Business Diary: Honor Blackman seeks equitable settlement

Some good news at last for victims of the Equitable Life scandal still fighting for a better compensation deal. Honor Blackman has agreed to give the campaign her public backing. Let's see if the glamorous actress can do for Equitable Life savers what Joanna Lumley managed for the Gurkhas.

Britain's favourite small business

So congratulations to the Left Bank Brasserie in Ormskirk, which is Britain's best-loved small business, according to online comparison site thebestofUK. It got a whopping 573 endorsements from customers, enough to beat off competition from 30,000 other businesses.

When the columnists start fighting

Bruised egos at the Financial Times? A week ago, Niall Ferguson caused controversy with a column suggesting a Greek-style sovereign debt crisis could eventually engulf the US. Fellow FT columnist Martin Wolf is not convinced. "I promptly dismissed this as hysteria," he wrote of Ferguson's warnings yesterday.

Davies promises to bore the banks

It looks like the Government is still keen to get tough on the banks this bonus season. At a fringe briefing at the Mobile World telecoms conference in Barcelona, the Trade minister Mervyn Davies was asked to opine on the banks. "The lessons for the industry on capital liquidity and compensation must be drilled into their skulls," he said.

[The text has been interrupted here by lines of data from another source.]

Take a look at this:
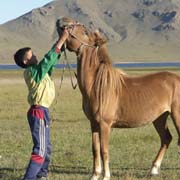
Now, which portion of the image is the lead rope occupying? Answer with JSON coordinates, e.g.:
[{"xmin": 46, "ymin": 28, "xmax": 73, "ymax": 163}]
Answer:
[
  {"xmin": 51, "ymin": 49, "xmax": 77, "ymax": 123},
  {"xmin": 64, "ymin": 49, "xmax": 77, "ymax": 90}
]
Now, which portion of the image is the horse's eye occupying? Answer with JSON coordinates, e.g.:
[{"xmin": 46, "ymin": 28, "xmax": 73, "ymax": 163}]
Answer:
[{"xmin": 83, "ymin": 31, "xmax": 89, "ymax": 36}]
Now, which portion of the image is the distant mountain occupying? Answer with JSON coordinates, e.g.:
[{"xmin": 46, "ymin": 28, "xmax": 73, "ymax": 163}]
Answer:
[{"xmin": 0, "ymin": 0, "xmax": 180, "ymax": 63}]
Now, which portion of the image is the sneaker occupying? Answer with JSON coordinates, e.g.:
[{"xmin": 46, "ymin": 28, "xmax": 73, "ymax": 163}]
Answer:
[{"xmin": 36, "ymin": 177, "xmax": 47, "ymax": 180}]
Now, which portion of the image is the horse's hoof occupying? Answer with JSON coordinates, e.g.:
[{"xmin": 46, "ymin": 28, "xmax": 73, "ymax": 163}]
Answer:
[
  {"xmin": 103, "ymin": 176, "xmax": 110, "ymax": 180},
  {"xmin": 150, "ymin": 166, "xmax": 159, "ymax": 176},
  {"xmin": 90, "ymin": 174, "xmax": 100, "ymax": 180}
]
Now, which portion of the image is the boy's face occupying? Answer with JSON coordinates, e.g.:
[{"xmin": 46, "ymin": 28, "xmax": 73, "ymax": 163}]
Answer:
[{"xmin": 23, "ymin": 49, "xmax": 38, "ymax": 65}]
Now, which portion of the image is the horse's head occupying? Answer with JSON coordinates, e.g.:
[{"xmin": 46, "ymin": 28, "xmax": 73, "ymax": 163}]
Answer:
[{"xmin": 56, "ymin": 17, "xmax": 106, "ymax": 53}]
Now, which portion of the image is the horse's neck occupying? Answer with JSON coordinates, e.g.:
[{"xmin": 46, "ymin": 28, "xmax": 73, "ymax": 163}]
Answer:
[
  {"xmin": 77, "ymin": 46, "xmax": 112, "ymax": 94},
  {"xmin": 77, "ymin": 47, "xmax": 99, "ymax": 95}
]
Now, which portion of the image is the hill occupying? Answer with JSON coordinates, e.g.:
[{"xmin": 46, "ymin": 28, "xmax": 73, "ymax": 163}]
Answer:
[{"xmin": 0, "ymin": 0, "xmax": 180, "ymax": 63}]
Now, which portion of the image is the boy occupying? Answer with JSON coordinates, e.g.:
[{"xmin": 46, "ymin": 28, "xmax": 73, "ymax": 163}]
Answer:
[{"xmin": 14, "ymin": 29, "xmax": 69, "ymax": 180}]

Buffett's not so exclusive club

The merchants of Omaha are rubbing their hands with glee over that 50-for-one share split by Warren Buffett's Berkshire Hathaway. Thousands of the sage's investors flock to his Nebraska home town each year for Berkshire's annual meeting, sending hotel rates sky high and filling restaurants, and there could be many more after the split. But there's only one Warren Buffett, and something has to give. That, it turns out, is the tradition of holding a reception for shareholders from overseas, who will now have to join the rest of the mob. Their chance of getting to ask the Oracle a question? About one in a thousand.

Number of the day: £30m

The tax demand facing Robert Gaines-Cooper after he lost a legal dispute with HMRC over his non-residency in the UK.